Today’s system unpacks that hefty two-letter word: No. Why is this word so weighty? Here’s a few reasons why saying no is so difficult:
- People-pleasing
- Impulsivity might lead to the “yes”, but the turn-time of a solid “no” might involve stronger will-power
- Productivity culture
I’ve struggled with “no” for all of these reasons above (if you’d like to share yours, feel free to comment or email me). I thought the “yes” made me more liked. Or at least, in that moment, I was more reliable, ready for anything. When in reality, most of the people asking for something we’re looking for the action, not necessarily the person. Ouch.
I thought I could do (and be!) it all, and maybe I did. But I was placing other people’s affirmations on my actions, not on my whole self. Saying yes when I didn’t need or even want to led to supporting 10 yearbooks, volunteering with Rangerettes (essentially Lutheran Girl Scouts) far past peers’ tenure, and even being in relationships that didn’t support me. Acknowledgement of such years-long struggling is vulnerable. Ever-curious, I am thankful I started asking questions, with a painful one to begin.
Who wants the title of people-pleasing, can-do-it-all, ‘yes human’ anyway?
That question above hurt the most. Because it spiraled into self-pity: I can do it all, but why can’t I be it all? Why am I still lonely? Tired? Not happy? Learning to break up with “no” was painful. And sometimes, it still is, because I see that “doing” and “being” are so linked in western culture. So instead of self-loathing, I urge you to consider these questions instead:
Here are 3 questions to systemize learning to say “no”:
Is this decision aligned with my values?
I highly recommend writing a values sheet to dive into what, who, and where direct your personal and professional paths. While you don’t need to announce your values to the world, it may help to have them all in one place. I’ve published my values here. Actions speak louder than words. So, when making a decision, it will inevitably reflect on you. Are you acting in accordance with how you view yourself? Will this decision change you? Look back on that sheet and turn your values into affirmations. I, Kaylie Longley, am honest, curious, enthusiastic, brave, and kind. (Your turn!)
Does this decision affect other yeses in my life?
This is all about opportunity cost (the core of my book, Omit to Commit, which I currently blog about on the 20th of every month). By saying “yes” to something, inevitably something or someone will be let down or at least changed. Harsh but true. Think about it: One “yes” of taking a job can mean one “no” of less time with your partner/hobby/day-to-day. And that single “yes” might be much more “nos.” That’s because the biggest currency of life is not funding but time, so give yourself permission to say “no” or “maybe” once and a while.
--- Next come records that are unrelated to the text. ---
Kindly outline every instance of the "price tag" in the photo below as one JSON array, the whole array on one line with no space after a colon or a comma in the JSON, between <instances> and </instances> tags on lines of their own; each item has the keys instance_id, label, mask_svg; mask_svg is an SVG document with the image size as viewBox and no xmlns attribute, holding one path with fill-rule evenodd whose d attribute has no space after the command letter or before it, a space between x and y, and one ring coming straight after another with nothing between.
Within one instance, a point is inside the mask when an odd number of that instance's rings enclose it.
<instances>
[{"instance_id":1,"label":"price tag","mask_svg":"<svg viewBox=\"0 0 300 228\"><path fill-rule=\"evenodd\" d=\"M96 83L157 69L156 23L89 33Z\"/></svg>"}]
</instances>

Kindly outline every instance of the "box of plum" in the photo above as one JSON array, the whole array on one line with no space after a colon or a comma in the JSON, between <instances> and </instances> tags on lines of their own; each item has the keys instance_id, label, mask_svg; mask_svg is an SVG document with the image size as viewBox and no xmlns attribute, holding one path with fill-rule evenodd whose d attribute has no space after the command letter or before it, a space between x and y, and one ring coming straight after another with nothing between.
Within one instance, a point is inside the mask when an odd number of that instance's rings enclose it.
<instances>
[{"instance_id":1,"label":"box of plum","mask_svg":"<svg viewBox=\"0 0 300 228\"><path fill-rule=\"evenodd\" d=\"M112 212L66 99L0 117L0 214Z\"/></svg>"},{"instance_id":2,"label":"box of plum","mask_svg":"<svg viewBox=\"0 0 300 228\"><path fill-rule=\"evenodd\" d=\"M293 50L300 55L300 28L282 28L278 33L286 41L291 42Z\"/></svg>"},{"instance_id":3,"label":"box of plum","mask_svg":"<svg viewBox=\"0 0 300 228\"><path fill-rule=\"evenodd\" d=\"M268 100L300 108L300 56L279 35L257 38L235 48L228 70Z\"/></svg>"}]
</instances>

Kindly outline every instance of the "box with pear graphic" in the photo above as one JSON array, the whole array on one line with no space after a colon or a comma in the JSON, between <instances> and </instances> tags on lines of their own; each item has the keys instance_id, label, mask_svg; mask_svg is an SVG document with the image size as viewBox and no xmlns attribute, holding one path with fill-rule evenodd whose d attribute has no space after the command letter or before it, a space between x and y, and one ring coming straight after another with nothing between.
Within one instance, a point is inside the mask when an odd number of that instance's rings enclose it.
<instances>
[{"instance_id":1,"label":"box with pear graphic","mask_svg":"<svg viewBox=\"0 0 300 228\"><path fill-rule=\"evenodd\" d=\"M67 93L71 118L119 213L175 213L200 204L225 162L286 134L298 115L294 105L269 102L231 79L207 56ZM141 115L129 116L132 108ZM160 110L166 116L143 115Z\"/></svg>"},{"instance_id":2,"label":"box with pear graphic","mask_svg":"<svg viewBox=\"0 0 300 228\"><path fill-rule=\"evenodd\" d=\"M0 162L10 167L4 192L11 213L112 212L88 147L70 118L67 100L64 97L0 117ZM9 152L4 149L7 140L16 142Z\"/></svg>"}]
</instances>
Have I asked my higher power about this?
This might be new to readers, but the “higher power” might be your God, highest self, the universe, or something else. For me, learning that I cannot control all of my decisions is simultaneously freeing and terrifying. It’s freeing because I choose to believe there’s a plan much bigger than mine, so asking God for His will means I strive to be and do the “higher” path and see that I don’t know it all. But it’s also scary because that means there are certain decisions I need to let go of. Lately, that looks like letting go of choices out of my control. Since everyone lives in their own reality, some decisions aren’t mine to make, so giving them to God is my solution. Next up is asking God to direct all my paths. Eek!
Sometimes, asking my higher power about future decisions gives me peace, but I need to be grounded in present, physical reality. I write this on my porch, blue(!) and copper hair drying from an evening shower. Leaves crunch under my still-bare feet. There’s apple juice at my right, sunglasses at my left.
These questions have helped me be honest in sharing what’s on my decision docket: I’m praying about post-graduation, what to do about my car, and how to show up for my partner, roommates, and family. I’m still learning how to step out of people-pleasing through trying to see who and what is affected (including myself). We’re not meant to do life alone. Sometimes the “yes” seems like the ticket for community or belonging, but I hope this blog helps set a foundation of solid “yes” and “no” responses. Please know that you’re not alone. Thanks for being here.